The law limits the circumstances under which the Commissioner of Financial Regulation (“Commissioner”) and an employee of and the attorney for the Commissioner’s office, may disclose any information obtained or generated in the course of exercising the Commissioner’s authority to examine Licensed Persons.
These limiting provisions do not apply to:
- Information relating to publicly adjudicated disciplinary or enforcement actions against a Licensed Person; or
- Information or material provided to the NMLS.
Disclosure and Sharing of Information Pertaining to Banking Institutions and Credit Unions
The law limits the circumstances under which the Commissioner and an employee of and the attorney for the Commissioner’s office, may disclose any information obtained or generated in the course of exercising the Commissioner’s authority to examine banking institutions or credit unions.
These provisions do not apply to information relating to publicly adjudicated disciplinary or enforcement actions against banking institutions or credit unions and designated by the Commissioner for access to the public.
SOUTH CAROLINA HOUSE BILL 5040
The definition of “Consumer Credit Transactions Made in this State” was amended to include a creditor inducing the consumer who is a resident of South Carolina to enter into the transaction by offering or advertising in South Carolina by any means, including, but not limited to, face-to-face solicitation, mail, brochure, print, radio, television, internet or any other electronic means.
The Act now covers the conduct of any “person” (previously “creditor”) when such conduct is subject to the Act.

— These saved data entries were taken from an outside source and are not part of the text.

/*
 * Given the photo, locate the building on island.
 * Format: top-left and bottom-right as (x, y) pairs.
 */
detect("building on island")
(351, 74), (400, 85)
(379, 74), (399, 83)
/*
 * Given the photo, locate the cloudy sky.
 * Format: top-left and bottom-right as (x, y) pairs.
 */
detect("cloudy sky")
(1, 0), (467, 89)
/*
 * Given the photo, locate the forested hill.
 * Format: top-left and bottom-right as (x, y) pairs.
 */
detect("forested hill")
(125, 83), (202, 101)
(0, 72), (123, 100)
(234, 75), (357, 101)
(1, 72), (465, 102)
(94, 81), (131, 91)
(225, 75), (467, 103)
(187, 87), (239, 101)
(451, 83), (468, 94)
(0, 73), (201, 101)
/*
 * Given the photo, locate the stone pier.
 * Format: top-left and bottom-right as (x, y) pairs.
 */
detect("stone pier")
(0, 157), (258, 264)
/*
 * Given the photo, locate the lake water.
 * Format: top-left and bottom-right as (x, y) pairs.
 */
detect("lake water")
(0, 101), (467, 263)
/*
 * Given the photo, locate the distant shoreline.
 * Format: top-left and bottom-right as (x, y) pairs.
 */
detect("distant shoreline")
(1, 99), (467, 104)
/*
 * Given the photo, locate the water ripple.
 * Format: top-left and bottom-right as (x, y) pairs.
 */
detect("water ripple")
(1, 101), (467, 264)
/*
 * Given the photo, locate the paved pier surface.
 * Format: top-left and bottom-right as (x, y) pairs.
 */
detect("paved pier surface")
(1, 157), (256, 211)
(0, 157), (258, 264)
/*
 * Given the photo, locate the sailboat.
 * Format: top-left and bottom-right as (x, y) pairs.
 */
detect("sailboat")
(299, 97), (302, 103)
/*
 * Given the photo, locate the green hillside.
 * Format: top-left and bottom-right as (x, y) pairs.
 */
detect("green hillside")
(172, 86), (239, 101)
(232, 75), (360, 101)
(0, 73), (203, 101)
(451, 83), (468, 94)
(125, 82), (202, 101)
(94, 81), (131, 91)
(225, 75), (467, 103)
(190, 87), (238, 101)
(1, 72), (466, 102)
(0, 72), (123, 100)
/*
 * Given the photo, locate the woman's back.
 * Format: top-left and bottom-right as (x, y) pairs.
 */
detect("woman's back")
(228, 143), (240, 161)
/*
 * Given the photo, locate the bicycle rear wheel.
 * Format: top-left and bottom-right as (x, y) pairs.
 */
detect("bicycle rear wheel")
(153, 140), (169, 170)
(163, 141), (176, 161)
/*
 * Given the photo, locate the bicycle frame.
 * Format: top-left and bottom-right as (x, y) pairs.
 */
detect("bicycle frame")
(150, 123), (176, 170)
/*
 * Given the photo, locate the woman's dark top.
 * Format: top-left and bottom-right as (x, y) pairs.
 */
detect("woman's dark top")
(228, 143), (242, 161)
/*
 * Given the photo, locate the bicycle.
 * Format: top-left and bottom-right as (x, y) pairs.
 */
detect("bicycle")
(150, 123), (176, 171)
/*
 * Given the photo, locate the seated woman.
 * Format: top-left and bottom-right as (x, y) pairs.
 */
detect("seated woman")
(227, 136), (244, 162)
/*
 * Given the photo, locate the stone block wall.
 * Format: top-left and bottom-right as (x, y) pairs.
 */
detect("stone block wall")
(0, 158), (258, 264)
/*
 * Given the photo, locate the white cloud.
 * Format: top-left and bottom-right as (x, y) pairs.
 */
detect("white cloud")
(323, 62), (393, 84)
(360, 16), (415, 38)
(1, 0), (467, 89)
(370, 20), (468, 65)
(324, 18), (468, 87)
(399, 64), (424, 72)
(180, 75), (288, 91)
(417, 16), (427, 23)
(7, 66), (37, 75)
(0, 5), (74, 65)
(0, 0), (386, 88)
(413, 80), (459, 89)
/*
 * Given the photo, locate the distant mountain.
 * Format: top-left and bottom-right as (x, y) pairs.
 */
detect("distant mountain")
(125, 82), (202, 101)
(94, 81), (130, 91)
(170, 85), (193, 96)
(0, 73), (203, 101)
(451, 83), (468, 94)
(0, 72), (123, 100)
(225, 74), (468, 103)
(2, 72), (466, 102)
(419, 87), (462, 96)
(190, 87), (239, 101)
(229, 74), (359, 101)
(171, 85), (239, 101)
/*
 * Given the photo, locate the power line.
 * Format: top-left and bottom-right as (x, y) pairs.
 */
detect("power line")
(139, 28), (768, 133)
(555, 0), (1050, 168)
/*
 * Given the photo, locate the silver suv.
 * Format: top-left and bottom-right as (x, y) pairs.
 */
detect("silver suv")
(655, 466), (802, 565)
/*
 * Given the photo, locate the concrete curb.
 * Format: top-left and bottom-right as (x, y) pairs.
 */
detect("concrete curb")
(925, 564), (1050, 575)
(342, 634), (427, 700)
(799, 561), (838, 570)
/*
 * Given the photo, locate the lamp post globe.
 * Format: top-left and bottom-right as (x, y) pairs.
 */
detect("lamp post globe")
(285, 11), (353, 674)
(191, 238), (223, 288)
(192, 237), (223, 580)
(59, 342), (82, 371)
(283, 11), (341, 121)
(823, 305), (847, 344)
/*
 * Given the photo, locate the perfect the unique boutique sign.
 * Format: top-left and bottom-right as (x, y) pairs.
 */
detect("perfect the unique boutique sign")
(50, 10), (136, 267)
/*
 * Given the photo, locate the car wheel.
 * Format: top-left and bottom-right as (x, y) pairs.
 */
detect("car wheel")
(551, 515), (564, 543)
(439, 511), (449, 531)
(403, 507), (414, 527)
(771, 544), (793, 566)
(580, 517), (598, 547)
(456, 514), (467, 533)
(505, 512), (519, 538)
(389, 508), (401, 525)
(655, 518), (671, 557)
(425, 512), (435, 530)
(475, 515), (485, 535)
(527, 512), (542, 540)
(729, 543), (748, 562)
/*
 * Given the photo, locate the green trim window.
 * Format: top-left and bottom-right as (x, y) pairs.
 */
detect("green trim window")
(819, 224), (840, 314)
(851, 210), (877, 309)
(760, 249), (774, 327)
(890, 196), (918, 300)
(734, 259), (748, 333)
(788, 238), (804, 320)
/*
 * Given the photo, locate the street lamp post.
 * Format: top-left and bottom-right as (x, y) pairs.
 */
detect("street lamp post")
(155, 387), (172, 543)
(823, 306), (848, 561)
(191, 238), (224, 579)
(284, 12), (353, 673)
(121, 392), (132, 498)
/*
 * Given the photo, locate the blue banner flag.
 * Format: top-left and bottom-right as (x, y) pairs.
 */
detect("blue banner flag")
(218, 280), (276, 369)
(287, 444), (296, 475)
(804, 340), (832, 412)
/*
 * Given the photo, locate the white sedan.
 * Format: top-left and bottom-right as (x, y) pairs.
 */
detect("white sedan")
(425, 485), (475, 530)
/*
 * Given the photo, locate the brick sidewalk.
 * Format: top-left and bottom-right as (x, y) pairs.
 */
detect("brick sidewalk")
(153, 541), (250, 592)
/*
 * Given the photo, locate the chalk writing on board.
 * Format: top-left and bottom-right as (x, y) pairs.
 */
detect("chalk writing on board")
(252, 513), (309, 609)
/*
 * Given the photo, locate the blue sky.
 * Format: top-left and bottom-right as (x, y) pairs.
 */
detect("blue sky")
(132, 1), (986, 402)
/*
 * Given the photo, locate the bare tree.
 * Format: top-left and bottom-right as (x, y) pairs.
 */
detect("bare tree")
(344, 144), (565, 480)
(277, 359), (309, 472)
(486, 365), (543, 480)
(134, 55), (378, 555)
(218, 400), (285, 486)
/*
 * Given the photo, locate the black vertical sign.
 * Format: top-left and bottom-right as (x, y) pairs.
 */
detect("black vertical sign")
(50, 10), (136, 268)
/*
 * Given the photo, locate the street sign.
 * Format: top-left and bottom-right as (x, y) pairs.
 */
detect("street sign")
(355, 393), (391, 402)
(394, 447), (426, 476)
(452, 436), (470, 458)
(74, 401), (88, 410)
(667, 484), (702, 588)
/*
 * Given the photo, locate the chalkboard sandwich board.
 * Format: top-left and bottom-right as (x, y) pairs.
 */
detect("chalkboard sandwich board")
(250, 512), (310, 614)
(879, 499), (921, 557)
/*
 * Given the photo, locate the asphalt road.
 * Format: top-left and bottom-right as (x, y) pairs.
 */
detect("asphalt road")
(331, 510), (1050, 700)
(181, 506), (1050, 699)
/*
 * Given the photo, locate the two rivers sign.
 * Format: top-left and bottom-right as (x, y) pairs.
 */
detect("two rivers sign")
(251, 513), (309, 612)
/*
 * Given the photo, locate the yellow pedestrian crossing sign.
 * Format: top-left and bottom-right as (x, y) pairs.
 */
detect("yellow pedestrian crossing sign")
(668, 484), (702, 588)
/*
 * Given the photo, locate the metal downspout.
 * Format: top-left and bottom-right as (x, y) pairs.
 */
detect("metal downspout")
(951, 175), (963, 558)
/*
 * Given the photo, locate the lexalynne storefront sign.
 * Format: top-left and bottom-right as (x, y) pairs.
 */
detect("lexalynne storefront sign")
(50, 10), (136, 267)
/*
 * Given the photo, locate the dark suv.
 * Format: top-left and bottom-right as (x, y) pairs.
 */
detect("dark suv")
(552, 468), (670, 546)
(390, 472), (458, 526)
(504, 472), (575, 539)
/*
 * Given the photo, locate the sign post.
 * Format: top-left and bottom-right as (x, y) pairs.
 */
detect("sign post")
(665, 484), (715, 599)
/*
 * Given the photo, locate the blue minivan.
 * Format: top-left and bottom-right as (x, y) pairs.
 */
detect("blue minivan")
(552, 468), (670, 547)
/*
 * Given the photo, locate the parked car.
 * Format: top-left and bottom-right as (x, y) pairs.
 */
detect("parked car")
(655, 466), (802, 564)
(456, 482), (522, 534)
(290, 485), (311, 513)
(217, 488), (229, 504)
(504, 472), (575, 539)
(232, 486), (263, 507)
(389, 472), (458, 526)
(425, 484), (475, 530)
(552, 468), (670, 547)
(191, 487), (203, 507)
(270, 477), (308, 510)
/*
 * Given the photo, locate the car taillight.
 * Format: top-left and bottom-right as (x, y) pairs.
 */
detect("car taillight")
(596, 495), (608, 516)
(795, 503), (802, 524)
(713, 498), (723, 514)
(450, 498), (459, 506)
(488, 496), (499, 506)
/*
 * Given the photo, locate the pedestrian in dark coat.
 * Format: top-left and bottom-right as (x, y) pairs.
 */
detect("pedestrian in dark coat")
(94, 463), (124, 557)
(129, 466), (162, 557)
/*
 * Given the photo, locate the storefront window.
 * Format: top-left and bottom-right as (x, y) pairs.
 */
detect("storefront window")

The Act was amended to clarify that creditors intending to impose a credit service in excess of 18% and every creditor making supervised or restricted loans must file a rate schedule with the Department of Consumer Affairs (“Department”). The Department will issue a maximum rate schedule and the creditor must post it in one conspicuous place in every place of its business in South Carolina. The Department is no longer required to maintain a file for each creditor. A creditor wishing to change any of the maximum rates on the previously filed and posted schedule must file an updated schedule with the Department. The revised rate schedule is effective on the date issued by the Department (previously after the close of business on the day the certified schedule is received by creditor or seven days after the date of submission postmark, whichever is earlier). The Commission on Consumer Affairs (“Commission”) must promulgate a regulation establishing the filing procedures for the format of the rate schedules.
“Administrator” means the officer appointed by the Commission to administer this Act. The administrative section of the Act (Chapter 6) applies to persons in South Carolina who:
· Make or solicit consumer credit sales, consumer leases, consumer loans, and consumer rental-purchase agreements;
· Directly collect payments from or enforce rights against debtors arising from sales, leases, loans, or agreements specified above wherever they are made; or
· Are subject to the Act or action by the Administrator.
The law currently sets forth the procedures for the Administrator to investigate complaints of unfair trade practices in consumer transactions and to provide notice of findings of fact and conclusions to the person investigated. The law has been amended as to how the person being investigated must respond in order to have review before an Administrative Law Court. If that person fails to respond, the Administrator’s decision becomes final and subject to enforcement.
MONTANA ADMINISTRATIVE RULE 2.59.1735
An entity applying for a license as a mortgage broker or mortgage lender in Montana with no prior business history, or a business history of less than one year at the time of application, must purchase a surety bond in the amount of $25,000 (previously $50,000).